D. Carlos Navarro, que entonces era un periodista joven, llevó a Carlos Rubio a casa de Carolina Coronado, donde, como antes he indicado, se habían refugiado muchos comprometidos, y noticioso el Gobierno, por medio del Ministro de Estado los reclamó con insistencia, resistiéndose valientemente doña Carolina, esposa de Mr. Perry, y salvándose la vida de muchos infelices.
Un último detalle: cuando Carlos Rubio supo en casa de Mr. Perry, el día 25 de Junio que iban a ser fusilados los veintiún sargentos, se precipitó frenético a la escalera, gritando: «que iba a cumplir con su deber, que iba a presentarse al Gobierno, que iba a decirle que aquellos infelices eran inocentes, que los culpables eran ellos, los que todo lo habían iniciado y dirigido, y que si no podía salvarlos, iba a morir con ellos.» ¡Qué ejemplo!
Mr.

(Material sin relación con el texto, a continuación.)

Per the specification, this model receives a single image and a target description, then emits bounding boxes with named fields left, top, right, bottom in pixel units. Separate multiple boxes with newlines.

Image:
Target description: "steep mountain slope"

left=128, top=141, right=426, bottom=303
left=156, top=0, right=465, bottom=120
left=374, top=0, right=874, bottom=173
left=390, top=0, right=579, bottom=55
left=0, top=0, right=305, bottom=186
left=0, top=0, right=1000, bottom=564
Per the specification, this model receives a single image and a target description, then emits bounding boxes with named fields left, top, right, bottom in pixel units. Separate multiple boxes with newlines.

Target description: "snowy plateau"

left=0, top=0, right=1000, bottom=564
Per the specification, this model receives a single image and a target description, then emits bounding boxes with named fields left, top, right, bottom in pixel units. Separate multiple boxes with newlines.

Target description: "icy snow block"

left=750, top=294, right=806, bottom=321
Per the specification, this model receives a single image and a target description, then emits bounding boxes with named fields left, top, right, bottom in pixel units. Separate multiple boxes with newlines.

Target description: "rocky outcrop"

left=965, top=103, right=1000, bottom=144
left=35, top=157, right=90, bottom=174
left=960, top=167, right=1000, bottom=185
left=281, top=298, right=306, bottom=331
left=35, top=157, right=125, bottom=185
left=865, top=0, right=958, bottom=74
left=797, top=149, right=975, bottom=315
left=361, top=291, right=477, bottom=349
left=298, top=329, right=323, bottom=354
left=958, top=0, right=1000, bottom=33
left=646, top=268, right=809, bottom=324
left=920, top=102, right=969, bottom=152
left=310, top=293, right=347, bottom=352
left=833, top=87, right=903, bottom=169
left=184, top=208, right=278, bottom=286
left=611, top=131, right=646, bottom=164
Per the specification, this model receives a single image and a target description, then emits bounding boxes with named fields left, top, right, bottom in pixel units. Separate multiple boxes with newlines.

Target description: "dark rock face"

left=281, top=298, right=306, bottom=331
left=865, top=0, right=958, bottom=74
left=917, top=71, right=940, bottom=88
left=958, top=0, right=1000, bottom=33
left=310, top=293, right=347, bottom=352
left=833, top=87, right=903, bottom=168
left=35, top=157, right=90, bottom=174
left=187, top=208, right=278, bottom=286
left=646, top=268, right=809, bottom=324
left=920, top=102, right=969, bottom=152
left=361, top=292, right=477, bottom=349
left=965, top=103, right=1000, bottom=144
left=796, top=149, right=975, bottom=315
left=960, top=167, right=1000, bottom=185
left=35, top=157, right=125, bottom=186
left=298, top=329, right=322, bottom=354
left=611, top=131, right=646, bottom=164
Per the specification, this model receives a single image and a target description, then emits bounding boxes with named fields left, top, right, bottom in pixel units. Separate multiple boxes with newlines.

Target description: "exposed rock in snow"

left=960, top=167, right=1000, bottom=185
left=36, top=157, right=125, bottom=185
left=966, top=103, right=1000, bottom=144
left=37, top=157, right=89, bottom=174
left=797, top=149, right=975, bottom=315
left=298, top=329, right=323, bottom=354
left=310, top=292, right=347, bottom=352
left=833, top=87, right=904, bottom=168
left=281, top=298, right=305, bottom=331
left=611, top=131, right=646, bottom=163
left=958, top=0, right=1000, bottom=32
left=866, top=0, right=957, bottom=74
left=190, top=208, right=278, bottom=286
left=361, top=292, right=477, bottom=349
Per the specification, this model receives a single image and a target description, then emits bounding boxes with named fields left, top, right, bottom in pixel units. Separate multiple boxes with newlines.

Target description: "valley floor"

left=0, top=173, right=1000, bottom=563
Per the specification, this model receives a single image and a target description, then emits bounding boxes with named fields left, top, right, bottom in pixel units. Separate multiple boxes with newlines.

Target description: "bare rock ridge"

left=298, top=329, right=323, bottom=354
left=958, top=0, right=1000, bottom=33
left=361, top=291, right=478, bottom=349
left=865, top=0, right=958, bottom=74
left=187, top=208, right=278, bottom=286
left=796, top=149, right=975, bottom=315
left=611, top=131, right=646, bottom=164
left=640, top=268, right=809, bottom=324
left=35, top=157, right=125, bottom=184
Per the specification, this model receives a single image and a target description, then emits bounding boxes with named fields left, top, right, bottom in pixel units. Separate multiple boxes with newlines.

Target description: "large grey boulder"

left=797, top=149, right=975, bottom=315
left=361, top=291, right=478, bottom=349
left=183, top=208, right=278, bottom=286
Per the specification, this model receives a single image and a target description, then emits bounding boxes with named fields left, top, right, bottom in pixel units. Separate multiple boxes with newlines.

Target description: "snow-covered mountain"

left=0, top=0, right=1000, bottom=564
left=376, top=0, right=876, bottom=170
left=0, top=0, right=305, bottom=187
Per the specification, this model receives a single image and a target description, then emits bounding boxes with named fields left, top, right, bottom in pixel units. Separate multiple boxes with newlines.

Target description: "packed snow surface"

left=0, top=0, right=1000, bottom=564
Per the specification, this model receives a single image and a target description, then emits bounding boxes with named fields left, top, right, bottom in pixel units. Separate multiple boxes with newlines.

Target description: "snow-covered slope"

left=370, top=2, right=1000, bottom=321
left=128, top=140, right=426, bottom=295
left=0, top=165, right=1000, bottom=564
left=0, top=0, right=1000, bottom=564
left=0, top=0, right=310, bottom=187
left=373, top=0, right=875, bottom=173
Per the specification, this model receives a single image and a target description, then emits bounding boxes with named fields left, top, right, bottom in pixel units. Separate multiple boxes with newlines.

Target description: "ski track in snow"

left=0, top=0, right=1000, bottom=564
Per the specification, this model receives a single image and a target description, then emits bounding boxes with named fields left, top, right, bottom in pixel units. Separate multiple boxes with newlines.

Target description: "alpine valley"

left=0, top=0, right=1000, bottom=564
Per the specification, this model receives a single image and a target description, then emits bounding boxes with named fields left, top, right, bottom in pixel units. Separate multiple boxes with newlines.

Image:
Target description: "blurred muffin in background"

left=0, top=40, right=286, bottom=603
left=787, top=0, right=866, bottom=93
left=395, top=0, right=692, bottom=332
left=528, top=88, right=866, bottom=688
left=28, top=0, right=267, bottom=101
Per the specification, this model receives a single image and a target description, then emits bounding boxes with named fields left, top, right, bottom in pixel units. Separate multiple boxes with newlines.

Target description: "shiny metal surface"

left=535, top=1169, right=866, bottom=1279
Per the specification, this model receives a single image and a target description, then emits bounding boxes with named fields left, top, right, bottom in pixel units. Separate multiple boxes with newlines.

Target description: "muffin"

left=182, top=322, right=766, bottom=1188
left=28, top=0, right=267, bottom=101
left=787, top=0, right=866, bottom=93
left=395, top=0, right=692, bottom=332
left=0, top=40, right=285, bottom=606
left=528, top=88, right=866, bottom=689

Perry dijo a Carlos Rubio que en aquel momento no estaba en España, sino que era su prisionero, y le obligó a quedarse en sus habitaciones; pero de todos modos, el rasgo de Carlos Rubio es de lo más hermoso que registra la historia contemporánea.
Verdad que Carlos Rubio ha sido uno de nuestros políticos más románticos.
(Juan Valero de Tornos, Crónicas retrospectivas, Madrid 1901, páginas 87-99.)